You are viewing a plain text version of this content. The canonical link for it is here.
Posted to commits@tika.apache.org by ta...@apache.org on 2024/02/20 16:56:26 UTC

(tika) branch main updated: TIKA-4201 -- add hard limit to IWorkPackageParser's detect (#1608)

This is an automated email from the ASF dual-hosted git repository.

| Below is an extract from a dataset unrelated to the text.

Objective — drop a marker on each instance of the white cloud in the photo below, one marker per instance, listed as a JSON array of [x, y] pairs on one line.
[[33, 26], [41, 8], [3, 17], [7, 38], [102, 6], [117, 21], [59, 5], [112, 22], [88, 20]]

tallison pushed a commit to branch main
in repository https://gitbox.apache.org/repos/asf/tika.git


The following commit(s) were added to refs/heads/main by this push:
     new fd44840a1 TIKA-4201 -- add hard limit to IWorkPackageParser's detect (#1608)
fd44840a1 is described below

commit fd44840a113b719872df1c453d46775efe850c60
Author: Tim Allison <ta...@apache.org>
AuthorDate: Tue Feb 20 11:56:20 2024 -0500

    TIKA-4201 -- add hard limit to IWorkPackageParser's detect (#1608)
---
 .../tika/parser/iwork/IWorkPackageParser.java      | 39 ++++++++++++++--------
 1 file changed, 25 insertions(+), 14 deletions(-)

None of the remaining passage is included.